Eva não recebeu o prontuário médico, que é um direito da gestante. “Assumi a culpa pela morte do meu filho. Meu casamento quase acabou. Parei de trabalhar e abandonei o mestrado”, diz. Uma lembrança especialmente amarga é a do marido carregando o caixão do filho morto, como quem embala um bebê. “Tem gente que acha que venci por ter outros filhos. Quem disse? Nunca fui ao cemitério onde meu filho está enterrado. Tenho medo de não sair viva de lá”, afirma.
Os abusos de que Eva foi vítima foram vistos, por décadas, com tolerância. Por essa visão tradicional, uma certa rudeza era consequência natural da série de decisões rápidas que médicos, enfermeiros e atendentes hospitalares têm de tomar, a fim de realizar partos em sequência e evitar imprevistos. Os profissionais não poderiam ser importunados por dúvidas fora de hora ou por vontades peculiares de cada família.
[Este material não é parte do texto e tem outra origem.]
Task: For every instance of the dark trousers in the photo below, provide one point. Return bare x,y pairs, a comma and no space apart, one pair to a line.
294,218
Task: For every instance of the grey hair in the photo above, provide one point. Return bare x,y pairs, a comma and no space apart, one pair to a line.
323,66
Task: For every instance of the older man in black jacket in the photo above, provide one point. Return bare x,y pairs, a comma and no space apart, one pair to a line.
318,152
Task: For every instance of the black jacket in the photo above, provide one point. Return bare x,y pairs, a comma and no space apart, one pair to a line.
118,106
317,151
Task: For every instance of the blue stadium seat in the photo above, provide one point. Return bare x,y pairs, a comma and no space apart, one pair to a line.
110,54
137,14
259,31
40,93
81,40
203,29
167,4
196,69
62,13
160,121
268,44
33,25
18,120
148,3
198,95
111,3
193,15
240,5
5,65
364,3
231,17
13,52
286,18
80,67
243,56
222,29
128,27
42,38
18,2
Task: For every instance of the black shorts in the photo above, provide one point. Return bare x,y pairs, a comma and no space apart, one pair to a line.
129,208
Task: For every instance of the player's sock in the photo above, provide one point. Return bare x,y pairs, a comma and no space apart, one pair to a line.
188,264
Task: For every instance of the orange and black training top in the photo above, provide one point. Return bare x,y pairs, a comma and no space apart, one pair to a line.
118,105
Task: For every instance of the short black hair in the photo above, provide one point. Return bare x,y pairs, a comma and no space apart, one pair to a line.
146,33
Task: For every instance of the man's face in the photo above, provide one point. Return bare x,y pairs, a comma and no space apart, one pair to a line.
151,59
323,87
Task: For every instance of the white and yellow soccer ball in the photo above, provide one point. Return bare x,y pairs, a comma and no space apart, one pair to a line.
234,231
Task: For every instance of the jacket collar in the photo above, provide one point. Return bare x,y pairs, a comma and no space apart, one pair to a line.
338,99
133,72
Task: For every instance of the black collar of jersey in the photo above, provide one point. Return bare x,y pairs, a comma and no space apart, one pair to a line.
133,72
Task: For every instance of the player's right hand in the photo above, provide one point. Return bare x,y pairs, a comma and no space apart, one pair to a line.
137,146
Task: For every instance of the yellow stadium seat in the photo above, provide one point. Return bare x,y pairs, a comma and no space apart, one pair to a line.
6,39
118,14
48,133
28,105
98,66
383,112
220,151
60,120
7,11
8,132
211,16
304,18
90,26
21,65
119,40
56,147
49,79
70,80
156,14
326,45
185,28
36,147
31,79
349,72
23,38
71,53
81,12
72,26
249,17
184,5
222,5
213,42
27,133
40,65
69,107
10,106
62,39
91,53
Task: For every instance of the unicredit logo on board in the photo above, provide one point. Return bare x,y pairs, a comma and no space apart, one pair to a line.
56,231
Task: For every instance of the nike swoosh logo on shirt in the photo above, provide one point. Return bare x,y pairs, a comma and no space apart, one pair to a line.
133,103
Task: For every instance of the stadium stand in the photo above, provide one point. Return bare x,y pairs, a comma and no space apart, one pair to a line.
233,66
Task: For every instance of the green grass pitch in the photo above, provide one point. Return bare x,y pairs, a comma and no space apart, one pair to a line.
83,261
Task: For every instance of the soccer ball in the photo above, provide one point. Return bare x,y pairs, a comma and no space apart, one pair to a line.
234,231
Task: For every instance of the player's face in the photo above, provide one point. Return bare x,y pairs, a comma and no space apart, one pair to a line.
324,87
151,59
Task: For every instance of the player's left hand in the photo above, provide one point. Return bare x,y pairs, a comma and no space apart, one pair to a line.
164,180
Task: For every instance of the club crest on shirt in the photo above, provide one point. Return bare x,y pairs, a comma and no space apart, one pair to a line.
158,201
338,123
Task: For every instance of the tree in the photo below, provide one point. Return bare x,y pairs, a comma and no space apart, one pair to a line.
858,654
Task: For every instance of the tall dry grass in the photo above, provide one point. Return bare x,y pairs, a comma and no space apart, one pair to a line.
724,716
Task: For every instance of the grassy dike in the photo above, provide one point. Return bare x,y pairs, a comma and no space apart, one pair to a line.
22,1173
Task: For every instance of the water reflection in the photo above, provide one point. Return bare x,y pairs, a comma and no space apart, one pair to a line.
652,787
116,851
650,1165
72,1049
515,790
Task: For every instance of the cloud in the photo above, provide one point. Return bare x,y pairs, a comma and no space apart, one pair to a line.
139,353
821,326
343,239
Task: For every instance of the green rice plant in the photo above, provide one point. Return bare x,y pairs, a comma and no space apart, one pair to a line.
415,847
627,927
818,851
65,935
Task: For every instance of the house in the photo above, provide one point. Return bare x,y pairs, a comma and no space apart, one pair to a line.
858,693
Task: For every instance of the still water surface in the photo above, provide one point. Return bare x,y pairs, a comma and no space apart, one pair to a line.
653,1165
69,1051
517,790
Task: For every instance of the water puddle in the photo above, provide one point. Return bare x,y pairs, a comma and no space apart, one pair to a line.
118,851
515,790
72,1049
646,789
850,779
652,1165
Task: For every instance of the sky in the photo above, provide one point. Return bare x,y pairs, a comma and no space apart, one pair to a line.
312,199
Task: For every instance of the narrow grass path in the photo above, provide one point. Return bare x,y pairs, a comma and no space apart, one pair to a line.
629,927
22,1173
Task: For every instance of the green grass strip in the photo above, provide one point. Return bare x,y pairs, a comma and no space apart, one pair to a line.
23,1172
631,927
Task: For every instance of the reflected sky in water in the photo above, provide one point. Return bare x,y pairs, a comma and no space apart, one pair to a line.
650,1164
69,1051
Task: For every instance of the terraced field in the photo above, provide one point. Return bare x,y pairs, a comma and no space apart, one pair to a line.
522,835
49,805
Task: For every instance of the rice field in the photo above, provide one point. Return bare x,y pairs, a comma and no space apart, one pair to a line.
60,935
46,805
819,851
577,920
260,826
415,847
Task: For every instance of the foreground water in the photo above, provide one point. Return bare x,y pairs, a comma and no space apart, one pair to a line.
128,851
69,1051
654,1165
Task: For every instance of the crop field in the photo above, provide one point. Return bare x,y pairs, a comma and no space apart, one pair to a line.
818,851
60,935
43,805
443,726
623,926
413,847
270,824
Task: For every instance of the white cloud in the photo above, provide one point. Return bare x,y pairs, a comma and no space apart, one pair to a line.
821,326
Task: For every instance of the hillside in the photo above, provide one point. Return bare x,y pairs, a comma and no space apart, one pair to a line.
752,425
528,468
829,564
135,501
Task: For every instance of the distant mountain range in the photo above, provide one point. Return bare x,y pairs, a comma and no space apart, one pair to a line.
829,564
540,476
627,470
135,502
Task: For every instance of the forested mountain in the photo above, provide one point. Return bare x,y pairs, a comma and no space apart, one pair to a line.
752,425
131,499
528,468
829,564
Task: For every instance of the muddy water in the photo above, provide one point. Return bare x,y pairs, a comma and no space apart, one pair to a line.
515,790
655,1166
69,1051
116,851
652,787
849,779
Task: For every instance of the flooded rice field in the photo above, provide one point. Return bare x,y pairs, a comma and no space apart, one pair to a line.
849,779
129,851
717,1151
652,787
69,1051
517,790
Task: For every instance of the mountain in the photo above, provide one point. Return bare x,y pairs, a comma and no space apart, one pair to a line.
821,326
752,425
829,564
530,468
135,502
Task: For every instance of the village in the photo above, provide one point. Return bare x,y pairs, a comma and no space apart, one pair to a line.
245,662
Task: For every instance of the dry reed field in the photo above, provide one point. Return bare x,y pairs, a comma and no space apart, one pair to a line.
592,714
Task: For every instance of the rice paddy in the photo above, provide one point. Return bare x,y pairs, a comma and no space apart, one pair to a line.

Não mais. Os abusos são agora reconhecidos como tal e recebem o nome de violência obstétrica.
A Organização Mundial da Saúde (OMS) define a expressão como o conjunto de atos desrespeitosos, abusos, maus-tratos e negligência contra a mulher e o bebê, antes, durante e depois do parto, que “equivalem a uma violação dos direitos humanos fundamentais”. “Tem gente que nem sabe que isso é crime”, afirma Fabiana Paes, promotora do Ministério Público de São Paulo.
As mulheres fotografadas nesta reportagem foram vítimas dessa forma de agressão. Em 27 de abril, o presidente do Supremo Tribunal Federal, ministro Ricardo Lewandowski, recebeu, em mãos, um dossiê de alerta para o problema. Um dos documentos é a primeira nota técnica sobre violência obstétrica no Brasil, produzida por uma ONG que combate a violência contra a mulher, a Artemis. Lewandowski recebeu também o Projeto de Lei 7.633/14, que define os direitos das famílias à espera de um bebê.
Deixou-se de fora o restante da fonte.